La controverse tourne autour des pourcentages spécifiques alloués aux locuteurs irlandais dans différentes parties du Gaeltacht. Des groupes tels que Conradh na Gaeilge, ainsi que des organisations locales comme Bánú et Tinteán, soutiennent que les lignes directrices proposées affaiblissent les protections précédentes pour la langue irlandaise. Ces groupes estiment que la nouvelle approche ne protège pas adéquatement le patrimoine linguistique du Gaeltacht, en particulier dans les zones où des proportions plus élevées de maisons avaient été précédemment réservées aux locuteurs irlandais. Ils affirment que le nouveau plan fixe des seuils plus bas que ceux établis dans les plans de développement antérieurs pour certains comtés.

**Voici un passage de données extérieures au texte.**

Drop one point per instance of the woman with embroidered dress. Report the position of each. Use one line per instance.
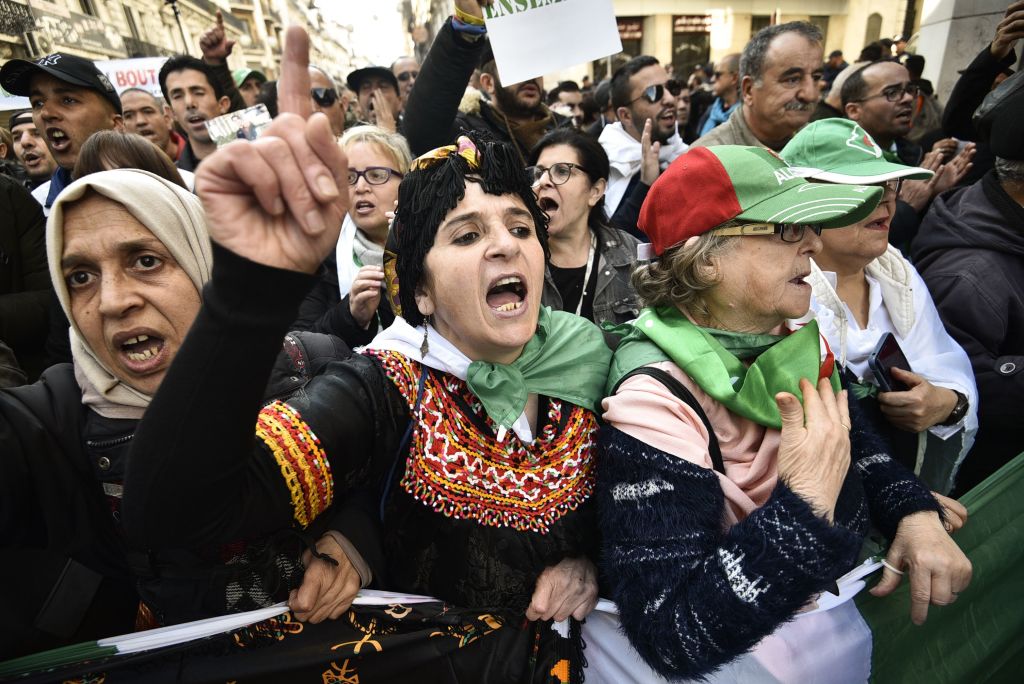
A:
(471, 417)
(726, 506)
(348, 303)
(591, 262)
(129, 255)
(863, 288)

Calleary a souligné que les nouvelles lignes directrices visent à établir un équilibre entre le soutien aux locuteurs irlandais et l'accommodation des résidents du Gaeltacht qui ne répondent peut-être pas à la maîtrise requise de la langue mais qui souhaitent construire des maisons dans leur région natale.Il a expliqué que la norme nationale comprend un pourcentage de base dérivé des données du recensement, complété par un 10% supplémentaire pour assurer à la fois la préservation linguistique et la praticité du développement du logement.Cet ajustement, a-t-il soutenu, reflète la nécessité de tenir compte des réalités de la vie communautaire dans le Gaeltacht, où tout le monde ne parle pas irlandais couramment.

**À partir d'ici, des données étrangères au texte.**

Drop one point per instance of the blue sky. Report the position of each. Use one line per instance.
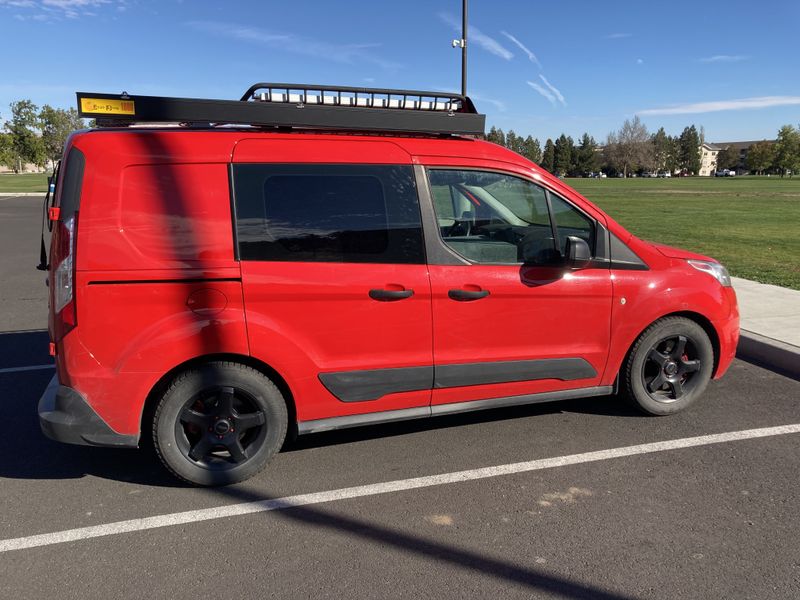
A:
(541, 68)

Le ministre a reconnu qu'il existe des disparités dans la mise en œuvre actuelle des lignes directrices. Certaines régions offrent déjà des allocations beaucoup plus élevées - jusqu'à 66% ou même 85% - pour les locuteurs irlandais, tandis que d'autres ne bénéficient actuellement d'aucune protection formelle. Calleary a souligné que les critiques négligent souvent cette dernière question, se concentrant plutôt sur la réduction perçue du soutien aux locuteurs irlandais dans les régions plus protégées. Il a souligné que l'objectif est de créer un système équilibré qui respecte à la fois la préservation culturelle et les droits des résidents de longue date, quelle que soit leur maîtrise de l'irlandais.
Le plan avait été promis par les ministres précédents depuis 2021, et sa publication a été initialement retardée jusqu'en 2027. Cependant, la version finale a été publiée avant la date limite indiquée dans la stratégie de logement du gouvernement, Building Homes, Building Communities. Calleary a noté que le retard avait créé une incertitude et une pression pour finaliser le document, mais il a maintenu que le résultat reflète une consultation et une analyse approfondies. Malgré les assurances du ministre, les préoccupations demeurent parmi les défenseurs de la langue irlandaise.
Ils soutiennent que sans une protection plus forte, la langue risquait d'être davantage érodée, en particulier dans les zones où moins de ressources sont consacrées à la promotion de l'enseignement et de l'utilisation de la langue irlandaise.
Si l'établissement d'une norme nationale représente un pas en avant dans l'élaboration des politiques, l'efficacité de cette mesure pour préserver la langue irlandaise et assurer un accès équitable au logement reste à voir.Les prochains mois révéleront si les compromis pris dans les lignes directrices peuvent vraiment servir les intérêts des communautés gaeltacht ou si d'autres révisions seront nécessaires pour répondre aux préoccupations persistantes.